Nelle celle solari tradizionali, l’EQE massimo è del 100%, tuttavia negli ultimi anni alcuni materiali e configurazioni avanzate hanno dimostrato la capacità di generare e raccogliere più di un elettrone da ogni fotone ad alta energia incidente, per un efficienza quantistica esterna superiore al 100%. Il risultato di Kastua e Ekuma, però, rappresenta un unicum nel settore.

Celle solari a banda intermedia

Per il loro lavoro due fisici sono partiti da un campo particolare della ricerca fotovoltaica. Parliamo delle celle solari a banda intermedia (IBSC – Intermediate Band Solar Cells), una tecnologia emergente che ha il potenziale per rivoluzionare la produzione di energia pulita. In questi sistemi la radiazione solare può eccitare i portatori dalla banda di valenza a quella di conduzione, oltre che direttamente, anche in maniera graduale. Come?  “Passando” per l’appunto attraverso stati di una banda intermedia, livelli energetici specifici posizionati all’interno della struttura elettronica di un materiale creato ad hoc. “Ciò consente a un singolo fotone di provocare generazioni multiple di eccitoni attraverso un processo di assorbimento in due fasi“, scrivono i due ricercatori sulla rivista Science Advances.

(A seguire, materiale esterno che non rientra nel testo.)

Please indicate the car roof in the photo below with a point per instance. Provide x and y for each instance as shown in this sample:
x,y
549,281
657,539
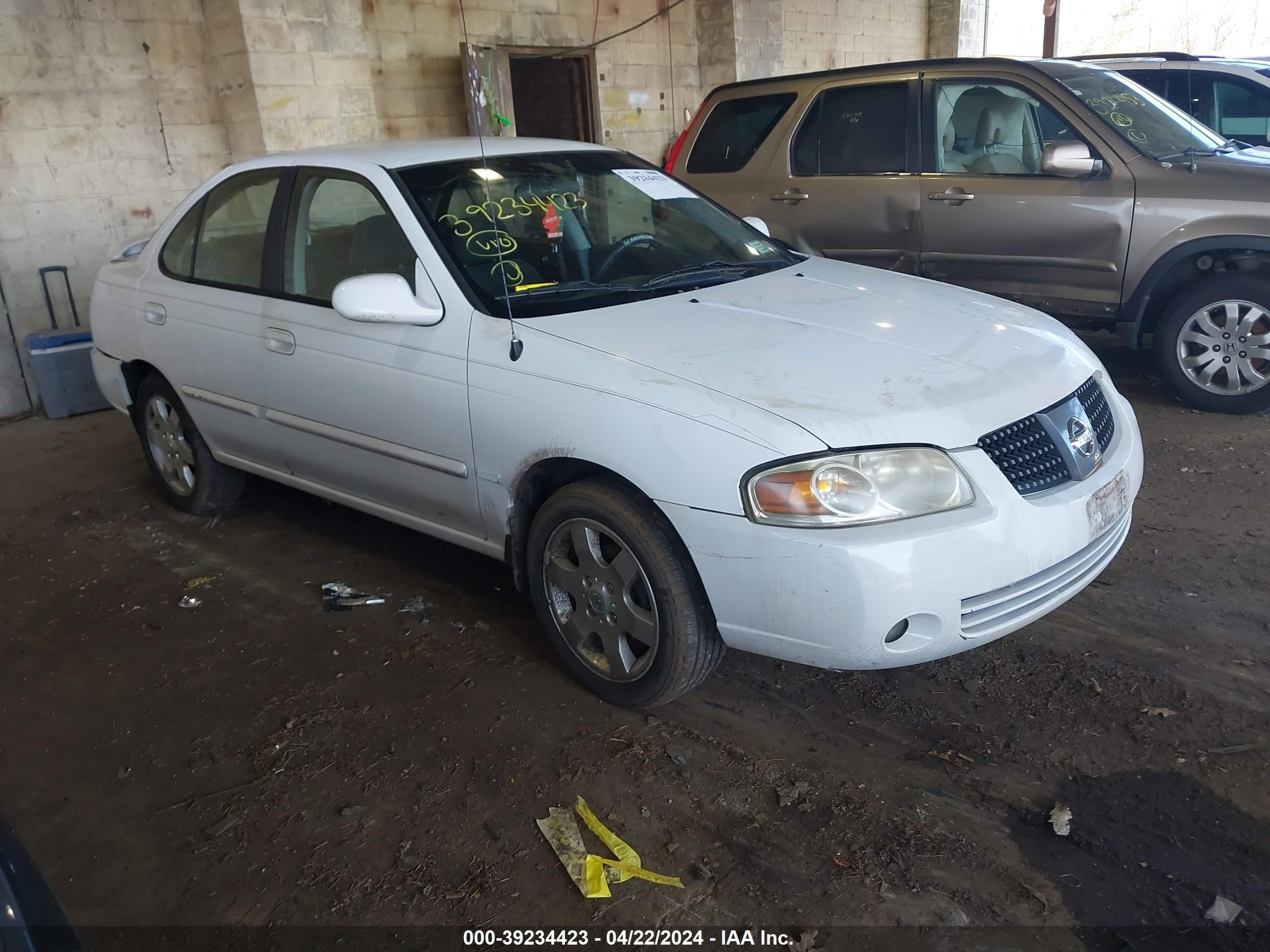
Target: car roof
x,y
402,154
905,65
1163,58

Nel nuovo materiale quantistico creato dagli scienziati della Lehigh University questi stati hanno livelli di energia all’interno dei gap di sottobanda ideali. Una volta testato all’interno di una cella fotovoltaica prototipale il materiale ha mostrato di poter migliorare l’assorbimento e la generazione di portatori nella gamma dello spettro dal vicino infrarosso alla luce visibile. 

La rivoluzione dei materiali quantistici

Il duo ha sviluppato il nuovo materiale sfruttando i “gap di van der Waals”, spazi atomicamente piccoli tra materiali bidimensionali stratificati. Questi spazi possono confinare molecole o ioni e gli scienziati dei materiali li usano comunemente per inserire, o “intercalare”, altri elementi per ottimizzare le proprietà dei materiali. Per la precisione hanno inserito atomi di rame tra strati di seleniuro di germanio e solfuro di stagno. “Rappresenta un candidato promettente per lo sviluppo di celle solari ad alta efficienza di prossima generazione – ha sottolineato Ekuma – che svolgeranno un ruolo cruciale nell’affrontare il fabbisogno energetico globale“.